Numerical Computation

Problem: In numerical computation, what are the \(2\) main kinds of rounding error?

Solution: Overflow error (\(N\approx\infty\)) but perhaps even more dangerous is underflow error (\(\varepsilon\approx 0\)) which are in some sense inverses of each other:

\[0=\frac{1}{\infty}\]

Problem: Explain how rounding errors can affect evaluation of the softmax activation function and strategies to address it.

Solution: Given a vector \(\mathbf x\in\mathbf R^n\), the corresponding softmax probability \(\ell^1\)-unit vector is \(e^{\mathbf x}/|e^{\mathbf x}|_1\in S^{n-1}\). If one of the components of \(\mathbf x\) is very negative, then the corresponding component of \(e^{\mathbf x}\) can underflow, whereas if it is instead very positive, then overflow becomes a possibility.

To address these numerical stability issues, the trick is to notice that softmax is invariant under “diagonal” translations along \(\mathbf 1\in\mathbf R^n\), i.e. \(\mathbf x\mapsto\mathbf x-\lambda\mathbf 1\) leads to \(e^{\mathbf x-\lambda\mathbf 1}=e^{\mathbf x}\odot e^{-\lambda\mathbf 1}=e^{-\lambda}e^{\mathbf x}\) and hence the \(\ell^1\)-norm \(|e^{\mathbf x-\lambda\mathbf 1}|_1=e^{-\lambda}|e^{\mathbf x}|_1\) is also merely scaled by the same factor \(e^{-\lambda}\). Choosing \(\lambda:=\text{max}(\mathbf x)\) to be maximum component of \(\mathbf x\) (which coincides with the \(\ell^{\infty}\) norm if \(\mathbf x\geq 0\) is positive semi-definite) would eliminate any overflow error that may have been present in evaluating the numerator \(e^{\mathbf x}\) by instead evaluating \(e^{\mathbf x-\text{max}(\mathbf x)\mathbf 1}\). For the same reason, the shifted denominator \(|e^{\mathbf x-\text{max}(\mathbf x)\mathbf 1}|_1\) is also immune to overflow error. Furthermore, the denominator is also resistant to underflow error because at least one term in the series for \(|e^{\mathbf x-\lambda\mathbf 1}|_1=\sum_{i}e^{x_i-\lambda}\) will be \(e^0=1\gg 0\), namely term \(i=\text{argmax}(\mathbf x)\). The only possible problem is that the modified numerator could still experience an underflow error; this would be bad if subsequently one were to evaluate the information content (loss function) of a softmax outcome in which taking \(\log(0)=-\infty\) would produce a nan. For this case, one can apply a similar trick to numerically stabilize the computation of this logarithm.

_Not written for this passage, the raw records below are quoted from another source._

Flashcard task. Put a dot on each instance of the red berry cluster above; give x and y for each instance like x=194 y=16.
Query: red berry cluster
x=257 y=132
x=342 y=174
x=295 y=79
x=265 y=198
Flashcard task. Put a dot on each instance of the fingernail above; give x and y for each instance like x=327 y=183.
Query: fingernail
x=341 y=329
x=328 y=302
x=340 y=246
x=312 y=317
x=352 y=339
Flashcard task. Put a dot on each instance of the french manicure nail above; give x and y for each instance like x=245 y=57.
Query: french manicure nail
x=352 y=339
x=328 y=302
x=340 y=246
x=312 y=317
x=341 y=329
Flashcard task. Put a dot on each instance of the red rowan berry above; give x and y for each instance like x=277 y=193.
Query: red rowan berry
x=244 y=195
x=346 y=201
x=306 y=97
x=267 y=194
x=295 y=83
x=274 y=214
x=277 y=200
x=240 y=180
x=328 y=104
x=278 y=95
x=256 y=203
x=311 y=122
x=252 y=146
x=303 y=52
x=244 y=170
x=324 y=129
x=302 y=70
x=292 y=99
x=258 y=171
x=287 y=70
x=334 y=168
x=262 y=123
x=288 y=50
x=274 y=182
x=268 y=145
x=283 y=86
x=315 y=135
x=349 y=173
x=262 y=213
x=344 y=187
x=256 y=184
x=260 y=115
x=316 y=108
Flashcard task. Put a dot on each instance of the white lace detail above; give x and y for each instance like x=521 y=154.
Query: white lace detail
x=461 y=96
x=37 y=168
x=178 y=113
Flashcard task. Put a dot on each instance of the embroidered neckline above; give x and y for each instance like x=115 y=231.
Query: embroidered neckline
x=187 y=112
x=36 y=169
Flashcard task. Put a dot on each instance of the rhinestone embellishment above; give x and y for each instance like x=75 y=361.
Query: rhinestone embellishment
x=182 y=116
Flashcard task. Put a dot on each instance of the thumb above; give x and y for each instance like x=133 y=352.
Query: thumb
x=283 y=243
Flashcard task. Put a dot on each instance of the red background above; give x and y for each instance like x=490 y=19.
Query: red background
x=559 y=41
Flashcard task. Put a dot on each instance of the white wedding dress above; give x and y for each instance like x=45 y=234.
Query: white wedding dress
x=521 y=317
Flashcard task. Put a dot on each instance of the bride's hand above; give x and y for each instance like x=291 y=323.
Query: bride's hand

Problem: Describe the numerical analysis phenomenon of catastrophic cancellation.

Solution: Subtraction \(f(x,y):=x-y\) is ill-conditioned when \(x\approx y\). This is because even if \(x\) and \(y\) have small relative errors, the relative error in their difference \(f(x,y)\) can still be substantial.

Problem: What does the condition number of a matrix \(X\) measure?

Solution: The condition number measures how numerically stable it is to invert \(X\mapsto X^{-1}\). It is given by the ratio of the largest to smallest eigenvalues of \(X\) (by absolute magnitude, assuming \(X\) is diagonalizable):

\[\frac{\text{max}|\text{spec}(X)|}{\text{min}|\text{spec}(X)|}\]

For instance, a non-invertible matrix would have \(\text{min}|\text{spec}(X)|=0\) and thus an infinite condition number, since it’s non-invertible.

Problem: Show that during gradient descent of a scalar field \(f(\mathbf x)\), if at some point \(\mathbf x\) in the optimization landscape, one has \(\frac{\partial f}{\partial\mathbf x}\cdot\frac{\partial^2 f}{\partial\mathbf x^2}\frac{\partial f}{\partial\mathbf x}>0\) (e.g. such as if the Hessian \(\frac{\partial^2 f}{\partial\mathbf x^2}\) is just generally positive-definite or the gradient \(\frac{\partial f}{\partial\mathbf x}\) is an eigenvector of the Hessian \(\frac{\partial^2 f}{\partial\mathbf x^2}\) with positive eigenvalue), then by a line search logic, the most effective local learning rate \(\alpha(\mathbf x)>0\) is given by:

\[\alpha(\mathbf x)=\frac{\left|\frac{\partial f}{\partial\mathbf x}\right|^2}{\frac{\partial f}{\partial\mathbf x}\cdot\frac{\partial^2 f}{\partial\mathbf x^2}\frac{\partial f}{\partial\mathbf x}}\]

Solution: Since gradient descent takes a step \(\mathbf x\mapsto\mathbf x-\alpha\frac{\partial f}{\partial\mathbf x}\), and the goal is to decrease the value of the function \(f\) as much as possible to get closer to the minimum, one would like to maximize:

\[f(\mathbf x)-f\left(\mathbf x-\alpha\frac{\partial f}{\partial\mathbf x}\right)\]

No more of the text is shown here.